The Klone and I
- First edition
- Author: Danielle Steel
- Language: English
- Genre: Romance
- Publisher: Delacorte Press
- Publication date: June 1, 1998
- Publication place: United States
- Media type: Novel
- Pages: 232
- ISBN: 978-0-385-32842-5
- Website: http://daniellesteel.com/blog/the-klone-and-i/

= The Klone and I =

1998 novel by Danielle Steel

The Klone and I: A High Tech Love Story is a 1998 novel by American author Danielle Steel. It is Steel's 42nd novel, which peaked at No. 2 on The New York Times Best Seller list.

==Background==
According to Steel, the idea originated from correspondence between her and Tom Perkins, who she would later marry. Steel said that the idea became a joke between them and wrote it as a Christmas present for him.
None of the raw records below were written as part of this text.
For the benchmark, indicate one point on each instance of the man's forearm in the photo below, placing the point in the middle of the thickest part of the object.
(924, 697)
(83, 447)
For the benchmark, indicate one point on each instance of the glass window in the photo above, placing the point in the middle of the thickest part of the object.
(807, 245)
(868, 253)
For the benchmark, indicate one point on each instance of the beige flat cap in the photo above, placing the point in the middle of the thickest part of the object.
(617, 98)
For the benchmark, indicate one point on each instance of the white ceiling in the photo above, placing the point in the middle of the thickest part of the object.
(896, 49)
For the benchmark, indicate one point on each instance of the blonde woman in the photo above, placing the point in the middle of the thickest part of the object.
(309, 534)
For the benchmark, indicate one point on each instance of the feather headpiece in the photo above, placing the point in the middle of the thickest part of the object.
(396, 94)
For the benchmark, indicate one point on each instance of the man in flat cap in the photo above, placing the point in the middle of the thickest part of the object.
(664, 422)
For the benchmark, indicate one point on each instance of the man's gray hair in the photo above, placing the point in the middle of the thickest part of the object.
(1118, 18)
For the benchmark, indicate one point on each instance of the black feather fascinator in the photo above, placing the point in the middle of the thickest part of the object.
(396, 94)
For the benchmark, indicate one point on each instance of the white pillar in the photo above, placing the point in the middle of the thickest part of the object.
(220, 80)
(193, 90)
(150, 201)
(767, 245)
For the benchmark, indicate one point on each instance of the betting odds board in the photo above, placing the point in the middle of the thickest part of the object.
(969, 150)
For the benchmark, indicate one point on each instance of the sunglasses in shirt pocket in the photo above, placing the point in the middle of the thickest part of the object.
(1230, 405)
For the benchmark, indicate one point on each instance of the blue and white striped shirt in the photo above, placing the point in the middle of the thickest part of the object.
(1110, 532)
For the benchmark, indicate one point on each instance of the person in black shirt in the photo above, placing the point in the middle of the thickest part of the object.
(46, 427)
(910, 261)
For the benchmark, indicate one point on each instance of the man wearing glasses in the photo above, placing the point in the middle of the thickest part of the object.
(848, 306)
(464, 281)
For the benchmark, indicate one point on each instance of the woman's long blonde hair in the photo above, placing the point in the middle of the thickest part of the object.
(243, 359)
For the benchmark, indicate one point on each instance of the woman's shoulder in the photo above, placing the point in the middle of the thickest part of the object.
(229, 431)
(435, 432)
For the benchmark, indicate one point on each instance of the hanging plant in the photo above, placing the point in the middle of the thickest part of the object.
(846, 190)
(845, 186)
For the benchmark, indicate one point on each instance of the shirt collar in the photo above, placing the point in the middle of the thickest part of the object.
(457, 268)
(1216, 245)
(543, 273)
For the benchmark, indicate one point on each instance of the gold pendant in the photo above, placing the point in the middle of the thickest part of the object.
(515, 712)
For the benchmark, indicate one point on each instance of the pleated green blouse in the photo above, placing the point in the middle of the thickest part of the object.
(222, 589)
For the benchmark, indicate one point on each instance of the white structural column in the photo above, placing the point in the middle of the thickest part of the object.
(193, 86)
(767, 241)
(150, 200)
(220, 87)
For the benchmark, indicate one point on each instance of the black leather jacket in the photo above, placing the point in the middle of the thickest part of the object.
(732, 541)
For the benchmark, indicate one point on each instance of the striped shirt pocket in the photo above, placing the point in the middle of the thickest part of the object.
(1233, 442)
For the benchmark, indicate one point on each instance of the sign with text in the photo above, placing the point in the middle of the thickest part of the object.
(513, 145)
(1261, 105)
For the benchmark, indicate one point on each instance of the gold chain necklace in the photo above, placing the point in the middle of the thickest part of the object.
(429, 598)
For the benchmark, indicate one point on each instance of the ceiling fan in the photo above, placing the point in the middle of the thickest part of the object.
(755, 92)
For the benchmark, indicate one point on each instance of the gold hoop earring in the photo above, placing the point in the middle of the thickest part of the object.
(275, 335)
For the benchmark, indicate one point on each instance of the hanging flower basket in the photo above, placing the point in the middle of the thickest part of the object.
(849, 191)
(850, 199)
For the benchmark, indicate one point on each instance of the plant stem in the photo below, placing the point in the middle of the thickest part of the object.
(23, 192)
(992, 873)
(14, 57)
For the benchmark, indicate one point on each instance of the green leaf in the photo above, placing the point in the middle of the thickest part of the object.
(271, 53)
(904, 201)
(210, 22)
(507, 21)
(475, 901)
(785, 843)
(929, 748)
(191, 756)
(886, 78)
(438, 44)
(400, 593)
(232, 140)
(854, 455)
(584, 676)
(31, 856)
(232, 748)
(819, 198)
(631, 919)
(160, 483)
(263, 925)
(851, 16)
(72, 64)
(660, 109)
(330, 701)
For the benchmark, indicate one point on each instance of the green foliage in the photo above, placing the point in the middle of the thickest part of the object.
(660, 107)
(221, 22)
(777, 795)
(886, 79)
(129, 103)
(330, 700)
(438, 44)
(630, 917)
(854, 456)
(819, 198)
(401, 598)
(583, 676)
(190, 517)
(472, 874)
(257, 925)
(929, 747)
After their divorce, Perkins claimed that the idea for the book had been his.

==Plot==
The novel centers around 41-year-old Stephanie, whose husband divorces her and sues her for alimony and child support at the beginning of the novel. Stephanie spends the next year improving herself, and travels to Paris where she meets Peter Baker, a fellow American who is an executive of a bionics company. After spending the weekend together, Stephanie is sure she will never see him again, but he follows her to the Hamptons and they fall in love. While Peter is away on business, his clone, Paul Klone, shows up on her doorstep. Paul is an exact physical replica of Peter, but the polar opposite from him in every other way.

==Style==
The novel deviates from Steel's normal work by adding a science fiction element. Publishers Weekly remarked that the novel still retained much of Steel's typical romance genre elements, and did not take the science fiction too far, remarking that the novel was "approximately one part Ray Bradbury to 35 parts Steel".